One great thing about waiting for the tide to come in at the bird hide is that you get to see many birds up close, including the endangered Black-faced Spoonbills. It is especially rewarding during spring when some of them have moulted into their breeding plumage, transforming them into such flamboyant creatures.

Black-faced Spoonbill - breeding plumage

We retreated to the old bird hide as the tide came up even higher. On the boardwalk Fai Jai managed to locate a Styan's Grasshopper Warbler, we heard two in song and managed to grab a record shot of one of them. They are not particularly rare during passage, but being a 'Gropper' you can imagine how secretive they usually are. 

Styan's Grasshopper Warbler - a regular but difficult passage migrant

Deep Bay

Retreating to the old hide was a good call, as we were treated with great views of various highly sought after species, including a Far Eastern Curlew, a good count of Great Knots as well as a single Red Knot. 

Far Eastern Curlew

Great Knot

Red Knot - only one in amongst the Great Knots

Best bird for me though was no doubt a Long-billed Dowitcher resting fairly close to the bird hide. I've never had much luck with getting a good photo of them, so I was very pleased that this particular one showed so well. Many people get the wrong impression that Dowitchers must be fairly large, this is simply not the case for Long-billed Dowitchers, as they are fairly compact and not that much bigger than a Marsh Sandpiper. Therefore, they never perch with Godwits or Dowitchers in Hong Kong, instead they most often mix in with the Common Redshanks and Marsh Sandpipers.

Long-billed Dowitcher - size comparison with Marsh Sandpiper

I was suppose to help Hoiling with her research work in the afternoon, however half way through I received a text message that the Ibises had been relocated at Long Valley! With Hoiling's approval I rushed back home, got my camera and drove straight to Long Valley. It was most unfortunate that the pair flew away ten minutes before I arrived. Me along with a few others drove around to look for them. We finally struck luck when the pair took to the air and we got a distant flight view. They were later relocated perched on top of a tree, where we were able to get prolonged views of this mega rarity. The pair flew off before I left, was not relocated by other birders until after 6 O'clock.

Glossy Ibis

My dad however got to Long Valley a bit too late and was unable to locate them in the dark! Therefore, I went with him again to Long Valley the next morning, hoping to find them again.
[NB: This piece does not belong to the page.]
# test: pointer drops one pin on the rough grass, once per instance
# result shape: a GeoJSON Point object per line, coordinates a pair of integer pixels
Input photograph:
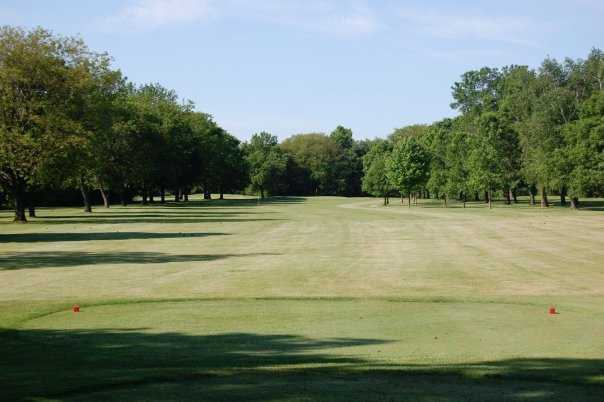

The pair proved to be elusive at first, not seen in any of the locations from the previous day. Just as I was getting worried, two dark birds came in out of nowhere and circled around the fields in the air.

Glossy Ibis - pair inflight

The pair landed on the blood worm pond and started feeding, where we were able to get up close to them. Glossy Ibises are well known for their ability to disperse and wander long distances from their breeding colony, being extremely widespread throughout much of Asia, Australasia, Africa, Europe and America. Unlike many species within it's family, Glossy Ibis's population seems to be spreading out. Whereas the population of the Black-headed Ibis in the region is close to extinction, if not already.

Glossy Ibis - feeding on the blood worm pond

For the next hour or so, we just enjoyed brilliant views of the pair wandering various fields around Long Valley. They were very active and gorged themselves on snails and worms. After feeding they flew back to the field they were originally found on the day before and rested. By that time it was 8:15am and my dad and I both left Long Valley a happy birder. This is the second mega rarity we've had in 2018 after the Fire-capped Tit, I am ready for more!

Glossy Ibis - happy ending for everyone!

1 comment:

  1. I am very happy that both you and your father both got to see these rarities, Matt. It would be quite rare here too, although not nearly so unusual as in Hong Kong, but not too far south (Jamaica Bay, NY, for example) it is quite common.